Harmon Killebrew's bronze statue outside Target Field was a stopping point for countless Twins fans on their way into the game on Friday, after the Hall of Fame slugger announced earlier in the day that he was entering hospice care, with his five-month battle with esophageal cancer "coming to an end."
Bob Gerber, 74, and his son Steve, 43, paused for a few moments near the red roses at the statue's base.
"It brings a little tear to your eye," Gerber said. "I'm the same age as Harmon. I grew up with the guy. It's been on my mind today, so I stopped here to say a little prayer."
Killebrew became the Twins original superstar, arriving with the Washington Senators when they moved to Minnesota in 1961. He smashed 475 of his 573 career home runs as a Twin before leaving for Kansas City after the 1974 season.
"He's a true gentleman," said Dennis Berry, a 61-year-old Twins fan from Northfield. "That's a great statue because you can see the strength, and the way he got that full extension. That's how I remember him."
Diagnosed with esophageal cancer in December, Killebrew has been treated at the Mayo Clinic in Scottsdale, Ariz. He achieved one of his goals in mid-March when he attended spring training in Fort Myers, Fla., donning the uniform.
The 5-11 slugger had hoped to throw out the ceremonial first pitch before the April 8 home opener but couldn't make it because he continued to receive chemotherapy. "It is with profound sadness that I share with you that my continued battle with esophageal cancer is coming to an end," Killebrew said in his statement. "With the continued love and support of my wife, Nita, I have exhausted all options with respect to controlling this awful disease. My illness has progressed beyond my doctors' expectation of cure."

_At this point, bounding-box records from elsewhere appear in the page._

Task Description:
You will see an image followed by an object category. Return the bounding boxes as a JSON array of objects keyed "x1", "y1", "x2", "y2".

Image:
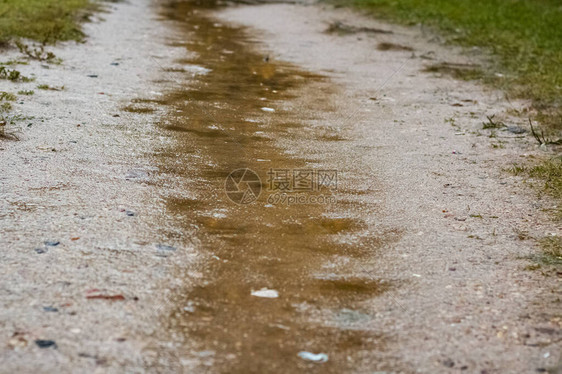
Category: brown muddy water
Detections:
[{"x1": 144, "y1": 1, "x2": 398, "y2": 373}]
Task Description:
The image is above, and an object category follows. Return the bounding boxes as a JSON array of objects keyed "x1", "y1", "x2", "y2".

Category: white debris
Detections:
[
  {"x1": 252, "y1": 287, "x2": 279, "y2": 299},
  {"x1": 298, "y1": 351, "x2": 328, "y2": 362}
]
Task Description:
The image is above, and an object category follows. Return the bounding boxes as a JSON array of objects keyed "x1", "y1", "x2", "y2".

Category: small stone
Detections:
[
  {"x1": 156, "y1": 244, "x2": 176, "y2": 251},
  {"x1": 35, "y1": 339, "x2": 57, "y2": 349}
]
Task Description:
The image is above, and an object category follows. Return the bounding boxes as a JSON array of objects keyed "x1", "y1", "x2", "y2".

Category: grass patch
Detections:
[
  {"x1": 0, "y1": 66, "x2": 32, "y2": 82},
  {"x1": 0, "y1": 91, "x2": 16, "y2": 101},
  {"x1": 511, "y1": 158, "x2": 562, "y2": 199},
  {"x1": 123, "y1": 105, "x2": 156, "y2": 114},
  {"x1": 0, "y1": 0, "x2": 94, "y2": 44},
  {"x1": 328, "y1": 0, "x2": 562, "y2": 131}
]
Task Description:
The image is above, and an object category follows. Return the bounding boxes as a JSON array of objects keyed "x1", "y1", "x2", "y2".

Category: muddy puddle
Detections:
[{"x1": 144, "y1": 1, "x2": 398, "y2": 373}]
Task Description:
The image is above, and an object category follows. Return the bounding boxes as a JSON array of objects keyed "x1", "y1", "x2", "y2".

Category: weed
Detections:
[
  {"x1": 0, "y1": 66, "x2": 32, "y2": 82},
  {"x1": 37, "y1": 84, "x2": 64, "y2": 91},
  {"x1": 16, "y1": 40, "x2": 56, "y2": 62}
]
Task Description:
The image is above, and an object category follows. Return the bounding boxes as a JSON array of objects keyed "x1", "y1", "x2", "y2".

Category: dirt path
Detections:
[{"x1": 0, "y1": 1, "x2": 561, "y2": 373}]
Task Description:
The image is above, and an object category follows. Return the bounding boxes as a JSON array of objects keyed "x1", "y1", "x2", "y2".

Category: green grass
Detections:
[
  {"x1": 0, "y1": 0, "x2": 93, "y2": 44},
  {"x1": 329, "y1": 0, "x2": 562, "y2": 130}
]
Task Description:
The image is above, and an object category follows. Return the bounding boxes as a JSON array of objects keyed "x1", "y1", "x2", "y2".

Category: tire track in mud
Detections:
[{"x1": 144, "y1": 1, "x2": 398, "y2": 373}]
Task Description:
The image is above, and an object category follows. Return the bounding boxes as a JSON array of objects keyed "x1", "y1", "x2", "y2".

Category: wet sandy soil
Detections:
[
  {"x1": 0, "y1": 1, "x2": 561, "y2": 373},
  {"x1": 142, "y1": 2, "x2": 399, "y2": 373}
]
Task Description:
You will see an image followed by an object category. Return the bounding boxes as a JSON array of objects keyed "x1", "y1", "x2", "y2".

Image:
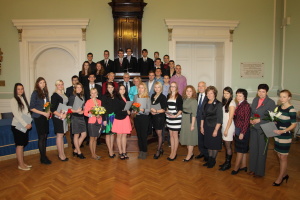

Thousands of saddened fans from around the world tweeted warm sentiments after learning of Killebrew's condition. Many sent out prayers, memories of watching him play and remarks about how gracious he was when they met him. Among the tweets: "Hope his final days are as sweet as his career," and "Thanks for the memories."
Twins players, past and present, reacted to the news with sadness and an outpouring of fond memories. "This organization was built around Harmon Killebrew, going back to 1961, a guy that had class," Hall of Famer Bert Blyleven said.
Right fielder Michael Cuddyer called Killebrew the most influential person in his life, "next to my parents."
Cuddyer, 32, recalled a time early in his pro career when he and Killebrew signed autographs together on a Twins winter caravan stop. "My signature back then was terrible," Cuddyer said. "You could see the M somewhat and you could see the C. Everything else was just squiggly lines. It was like an EKG.
"And [Killebrew] said, 'Michael, if I see this signature one more time come through this line, I'm leaving. The only person they're going to be mad at is you.' From that point on, I feel like every time I write a signature I'm trying to do him justice."
The Twins had Killebrew's No. 3 jersey hanging in their dugout Friday, and Cuddyer said they will take it with them everywhere they go.
The team did a video tribute before the game, with Blyleven, Tony Oliva and Justin Morneau telling fans to keep Killebrew in their thoughts and prayers.
Earlier in the day, Oliva said that the news was "hard because when I came here [from Cuba], in 1961, he was one of the first people I met. We became special friends. ... When I came here, I didn't speak English, but he talked to me. He called me 'Rookie,' and I called him 'Killer.'"
Oliva, 72, said, he hoped Killebrew had turned a corner when he saw him at spring training.
"You know Killer, you never know how he's feeling because he's always so positive," Oliva said. "But he gained about 22 pounds, and everything was going in the right direction."
Oliva and Paul Molitor are among the Twins employees heading to Arizona to see Killebrew in coming days. Team President Dave St. Peter visited with Killebrew and his family on Thursday. "[Killebrew] made a point of asking me how [manager Ron Gardenhire] was doing because he knows we're scuffling on the field," St. Peter said. "It was kind of classic Harmon. He was worried about everybody but himself."
St. Peter said Killebrew's spring training visit "meant the world to him. It was vitally important that he get there, and frankly, we questioned whether it was the right thing for him to do, but there was no talking him out of that. He was going to go to spring training.
"At the time, he had every intention of being here for Opening Day. Now, his focus is to get here for his 75th birthday celebration [June 29], and I told him we want him to blow out those birthday candles, so we'll see what happens. Hopefully, he'll make it."